先日、秋田に行ったときに「いぶりがっこ」という漬物を食べてきました。これは大根を燻製にした漬物なのですが、同じ大根を使った漬物である「たくあん」と比べても、水分量が少なく、ぱりぱりとした食感をしています。噛めば噛むほど燻製の香りが口の中に広がり、燻製好きにはたまらない一品でした。

発祥の地である秋田県横手市は雪の日が多く、天日干しで漬物用の大根を十分に干せないため、暖炉裏火の熱と煙を利用して燻すという方法が広まったそうです。燻製にすることで水分が抜け、この地域の保存食としても親しまれてきました。

秋田の方言で、漬物のことを「がっこ」と呼ぶことから、燻した(いぶり)漬物(がっこ)で、「いぶりがっこ」と名付けられたそうです。

地方の名産品は、その土地の気候が深く関わっていることが多く、調べてみるととても興味深いです。

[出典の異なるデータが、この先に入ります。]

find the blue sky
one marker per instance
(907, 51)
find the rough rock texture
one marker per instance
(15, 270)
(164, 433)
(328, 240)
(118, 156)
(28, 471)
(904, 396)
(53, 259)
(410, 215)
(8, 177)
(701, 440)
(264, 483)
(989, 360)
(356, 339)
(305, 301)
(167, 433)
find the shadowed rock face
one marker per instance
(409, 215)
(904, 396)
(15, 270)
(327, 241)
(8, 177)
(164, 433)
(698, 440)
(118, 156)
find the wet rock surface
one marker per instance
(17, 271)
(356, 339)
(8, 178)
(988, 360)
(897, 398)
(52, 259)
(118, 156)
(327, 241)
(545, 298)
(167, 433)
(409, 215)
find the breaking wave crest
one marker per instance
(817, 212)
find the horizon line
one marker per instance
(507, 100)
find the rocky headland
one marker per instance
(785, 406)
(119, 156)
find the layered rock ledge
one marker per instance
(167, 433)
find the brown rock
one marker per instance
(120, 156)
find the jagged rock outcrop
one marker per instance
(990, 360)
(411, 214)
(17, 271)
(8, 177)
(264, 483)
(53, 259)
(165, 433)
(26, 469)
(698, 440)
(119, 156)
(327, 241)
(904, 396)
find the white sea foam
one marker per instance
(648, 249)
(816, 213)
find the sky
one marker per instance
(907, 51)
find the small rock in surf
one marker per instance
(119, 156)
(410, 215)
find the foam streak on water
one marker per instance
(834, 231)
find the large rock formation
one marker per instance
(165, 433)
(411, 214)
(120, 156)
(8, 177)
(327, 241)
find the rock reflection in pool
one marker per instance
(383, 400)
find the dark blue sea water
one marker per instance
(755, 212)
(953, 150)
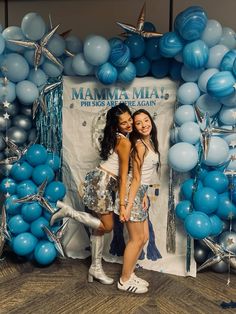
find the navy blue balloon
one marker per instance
(191, 22)
(45, 253)
(160, 68)
(221, 84)
(195, 54)
(216, 180)
(136, 45)
(24, 243)
(142, 66)
(171, 44)
(198, 225)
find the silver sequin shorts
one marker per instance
(100, 189)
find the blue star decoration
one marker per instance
(38, 197)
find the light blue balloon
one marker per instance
(45, 253)
(189, 132)
(188, 93)
(204, 78)
(13, 33)
(205, 200)
(212, 33)
(208, 104)
(198, 225)
(80, 66)
(195, 54)
(7, 92)
(221, 84)
(228, 38)
(227, 116)
(106, 73)
(96, 50)
(38, 77)
(170, 44)
(216, 55)
(74, 44)
(190, 75)
(191, 22)
(126, 74)
(182, 157)
(184, 114)
(24, 243)
(33, 26)
(27, 92)
(218, 152)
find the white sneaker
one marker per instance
(131, 286)
(139, 280)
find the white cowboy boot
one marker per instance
(83, 217)
(95, 270)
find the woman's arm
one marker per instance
(123, 151)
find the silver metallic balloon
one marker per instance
(22, 121)
(17, 135)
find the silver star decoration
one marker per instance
(40, 101)
(140, 25)
(220, 254)
(38, 197)
(4, 234)
(56, 237)
(19, 152)
(40, 48)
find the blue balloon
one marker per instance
(182, 209)
(191, 22)
(25, 188)
(120, 55)
(18, 225)
(136, 45)
(27, 92)
(21, 171)
(160, 68)
(198, 225)
(205, 200)
(106, 73)
(142, 66)
(42, 173)
(33, 26)
(8, 185)
(170, 44)
(45, 253)
(37, 225)
(195, 54)
(126, 74)
(31, 211)
(152, 50)
(217, 181)
(182, 157)
(24, 243)
(221, 84)
(216, 225)
(36, 155)
(96, 50)
(188, 93)
(187, 188)
(55, 191)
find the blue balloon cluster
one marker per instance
(25, 221)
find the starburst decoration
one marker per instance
(40, 48)
(139, 28)
(38, 197)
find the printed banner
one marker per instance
(85, 103)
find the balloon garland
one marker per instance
(199, 53)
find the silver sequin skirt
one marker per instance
(100, 188)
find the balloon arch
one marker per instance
(200, 54)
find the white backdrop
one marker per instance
(85, 102)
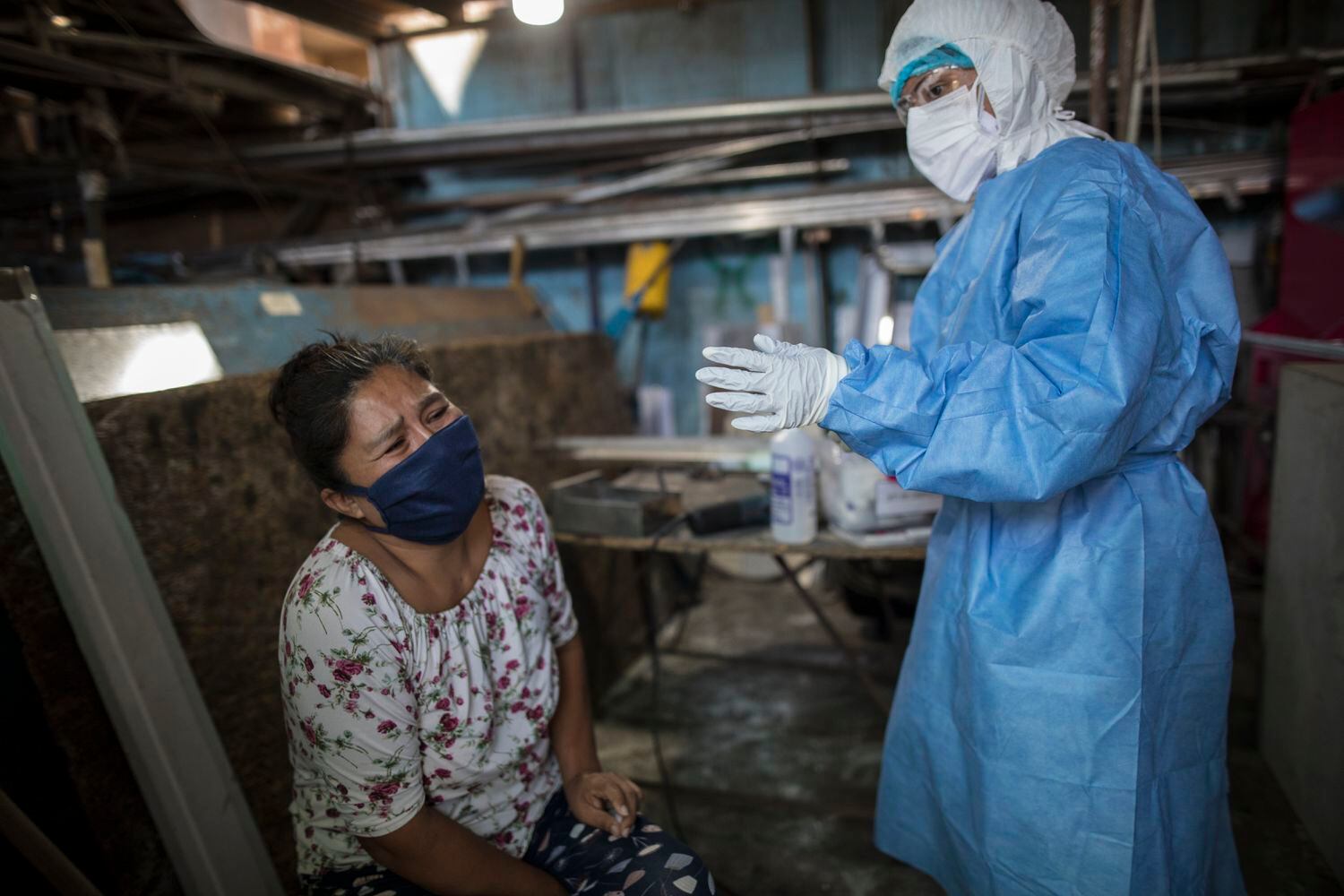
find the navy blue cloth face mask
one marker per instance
(430, 495)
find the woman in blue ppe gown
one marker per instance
(1059, 724)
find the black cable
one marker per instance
(656, 668)
(650, 624)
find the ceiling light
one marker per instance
(538, 13)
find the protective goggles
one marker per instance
(930, 86)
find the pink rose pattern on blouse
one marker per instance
(387, 708)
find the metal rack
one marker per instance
(1204, 177)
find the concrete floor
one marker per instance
(776, 755)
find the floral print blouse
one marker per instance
(389, 708)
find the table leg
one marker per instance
(879, 699)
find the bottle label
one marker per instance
(781, 492)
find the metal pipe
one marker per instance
(117, 614)
(585, 132)
(1330, 349)
(1097, 97)
(1128, 26)
(43, 855)
(1134, 110)
(854, 207)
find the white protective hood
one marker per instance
(1024, 58)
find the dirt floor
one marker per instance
(774, 750)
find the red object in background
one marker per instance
(1311, 284)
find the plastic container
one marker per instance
(859, 498)
(793, 487)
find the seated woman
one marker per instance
(433, 676)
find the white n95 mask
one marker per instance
(953, 142)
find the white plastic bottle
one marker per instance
(793, 487)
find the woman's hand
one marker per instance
(605, 801)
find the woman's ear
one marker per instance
(343, 504)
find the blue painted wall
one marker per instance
(755, 48)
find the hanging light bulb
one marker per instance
(538, 13)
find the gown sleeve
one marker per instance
(1061, 403)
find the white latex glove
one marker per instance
(782, 386)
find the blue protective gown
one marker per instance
(1059, 726)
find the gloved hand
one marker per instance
(784, 386)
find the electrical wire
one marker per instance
(656, 675)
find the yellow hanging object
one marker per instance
(645, 261)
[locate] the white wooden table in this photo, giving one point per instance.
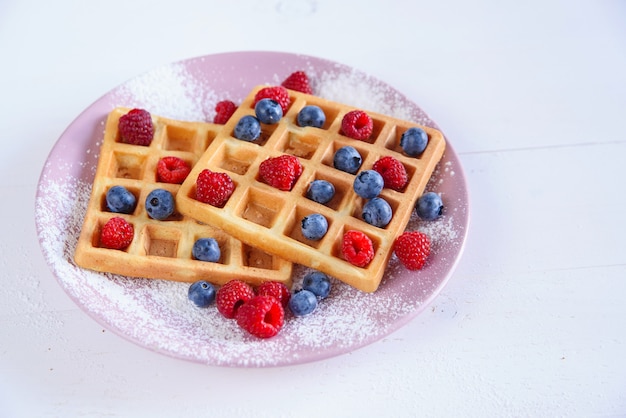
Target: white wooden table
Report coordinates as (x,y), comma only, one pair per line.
(532,96)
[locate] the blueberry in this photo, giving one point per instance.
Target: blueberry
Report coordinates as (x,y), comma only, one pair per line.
(314,226)
(303,303)
(414,141)
(429,206)
(377,212)
(201,293)
(159,204)
(311,115)
(268,111)
(347,159)
(318,283)
(320,191)
(206,249)
(120,200)
(368,184)
(248,128)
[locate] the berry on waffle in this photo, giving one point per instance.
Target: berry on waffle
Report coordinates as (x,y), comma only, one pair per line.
(270,219)
(162,249)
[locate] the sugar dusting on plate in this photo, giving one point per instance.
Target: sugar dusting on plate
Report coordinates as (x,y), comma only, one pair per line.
(157,313)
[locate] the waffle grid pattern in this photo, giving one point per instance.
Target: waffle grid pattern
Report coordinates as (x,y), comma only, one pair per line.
(163,249)
(269,219)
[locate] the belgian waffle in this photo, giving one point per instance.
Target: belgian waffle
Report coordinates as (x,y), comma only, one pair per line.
(163,249)
(269,219)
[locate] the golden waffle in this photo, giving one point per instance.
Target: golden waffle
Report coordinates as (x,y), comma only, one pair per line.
(163,249)
(270,219)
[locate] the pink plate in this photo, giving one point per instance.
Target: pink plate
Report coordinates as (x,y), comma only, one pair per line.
(156,314)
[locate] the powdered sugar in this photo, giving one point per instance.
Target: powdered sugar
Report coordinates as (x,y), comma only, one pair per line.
(157,314)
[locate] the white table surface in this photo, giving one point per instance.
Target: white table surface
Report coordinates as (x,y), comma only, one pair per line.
(531,94)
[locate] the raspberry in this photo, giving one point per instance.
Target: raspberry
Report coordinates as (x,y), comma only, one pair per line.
(214,188)
(276,93)
(276,290)
(261,316)
(116,234)
(357,248)
(298,81)
(280,172)
(393,172)
(136,127)
(357,124)
(412,249)
(232,296)
(172,170)
(224,110)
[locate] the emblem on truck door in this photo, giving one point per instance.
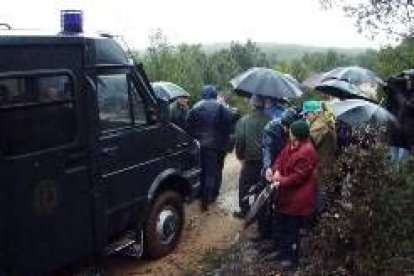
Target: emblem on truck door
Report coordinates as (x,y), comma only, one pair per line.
(45,197)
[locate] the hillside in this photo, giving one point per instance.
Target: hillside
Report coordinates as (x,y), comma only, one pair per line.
(286,52)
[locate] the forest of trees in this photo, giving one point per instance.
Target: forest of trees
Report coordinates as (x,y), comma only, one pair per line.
(191,66)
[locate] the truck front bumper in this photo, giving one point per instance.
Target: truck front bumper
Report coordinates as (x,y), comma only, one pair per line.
(193,178)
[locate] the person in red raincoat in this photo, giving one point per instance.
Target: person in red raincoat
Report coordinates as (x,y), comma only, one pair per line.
(295,174)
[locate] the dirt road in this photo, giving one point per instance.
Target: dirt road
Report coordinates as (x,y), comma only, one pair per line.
(205,232)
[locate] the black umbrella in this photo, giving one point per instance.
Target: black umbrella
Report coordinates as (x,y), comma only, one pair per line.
(356,112)
(341,89)
(265,82)
(353,74)
(168,90)
(260,201)
(314,80)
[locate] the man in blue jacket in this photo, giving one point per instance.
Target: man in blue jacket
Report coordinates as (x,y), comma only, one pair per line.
(210,122)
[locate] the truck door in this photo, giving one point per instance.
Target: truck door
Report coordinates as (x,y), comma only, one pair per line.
(134,147)
(45,170)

一方で、横手市の積雪は例年であれば60cmほどあるそうですが、今年は0cm。横手市は「横手のかまくら」で有名ですが、山間からかまくら用の雪を集める作業に追われています。このまま温暖化が進めば、名産品が作られた時代と現在では気候が異なるという現象が各地で起きてくるかもしれませんね。